Keep the prompt detailed but organized.
Also avoid forgetting motion. Since you are generating video, always include action or camera movement.
Why Text-to-Video AI Is a Creator Advantage
The creators who win with AI video are not just the ones who generate random clips. They are the ones who learn how to direct the AI.
Prompting is becoming a creative skill. A strong prompt works like a mini creative brief. It tells the AI what to show, how it should move, what it should feel like, and what purpose it serves.
OpenArt makes this process easier because it gives creators room to experiment. You can start with a simple idea, test prompt variations, use reference images, and move toward a stronger final result.

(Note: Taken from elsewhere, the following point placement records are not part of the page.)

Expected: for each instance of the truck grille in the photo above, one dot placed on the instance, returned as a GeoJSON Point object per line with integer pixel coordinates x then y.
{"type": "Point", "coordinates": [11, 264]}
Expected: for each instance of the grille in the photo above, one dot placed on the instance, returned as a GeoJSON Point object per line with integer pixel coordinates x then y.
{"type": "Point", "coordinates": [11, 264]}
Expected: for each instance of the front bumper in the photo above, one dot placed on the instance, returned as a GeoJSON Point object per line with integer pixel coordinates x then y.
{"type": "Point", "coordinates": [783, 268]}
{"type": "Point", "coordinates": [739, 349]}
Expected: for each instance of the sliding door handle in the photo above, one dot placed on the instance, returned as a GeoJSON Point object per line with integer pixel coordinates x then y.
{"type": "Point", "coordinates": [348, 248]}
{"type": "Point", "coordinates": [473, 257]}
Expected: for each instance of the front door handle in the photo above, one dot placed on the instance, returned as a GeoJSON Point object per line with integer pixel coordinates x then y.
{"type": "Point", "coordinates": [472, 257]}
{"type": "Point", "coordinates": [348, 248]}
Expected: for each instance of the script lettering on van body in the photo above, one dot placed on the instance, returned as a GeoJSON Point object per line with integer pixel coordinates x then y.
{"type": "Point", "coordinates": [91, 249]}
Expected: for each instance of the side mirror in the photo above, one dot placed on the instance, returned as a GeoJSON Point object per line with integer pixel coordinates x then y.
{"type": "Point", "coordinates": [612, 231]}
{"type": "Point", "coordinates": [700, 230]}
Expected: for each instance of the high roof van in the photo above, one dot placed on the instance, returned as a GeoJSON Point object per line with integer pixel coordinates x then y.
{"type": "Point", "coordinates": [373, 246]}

For creators, this means faster production, more creative range, and fewer barriers between imagination and content.
Final Thoughts
Text-to-video AI is one of the most important tools for creators in 2026. It helps turn ideas into videos without filming, editing, or hiring a production team. It gives creators a faster way to test concepts, make social content, create product visuals, animate AI art, and produce videos at scale.
But the tool you choose matters.
If you want the best overall platform for turning text prompts into videos, OpenArt is the #1 choice. It gives creators a flexible, visual-first workflow that supports both prompt-based video generation and broader AI creative production.
With OpenArt, you can start with a sentence and turn it into a video. You can describe a scene, test a style, animate a concept, and create content that feels ready for today’s visual platforms.
Whether you are building a TikTok page, creating YouTube Shorts, making product videos, experimenting with AI art, or developing a visual brand, OpenArt helps you move faster from idea to finished video.
The future of video creation starts with a prompt. OpenArt helps you bring that prompt to life.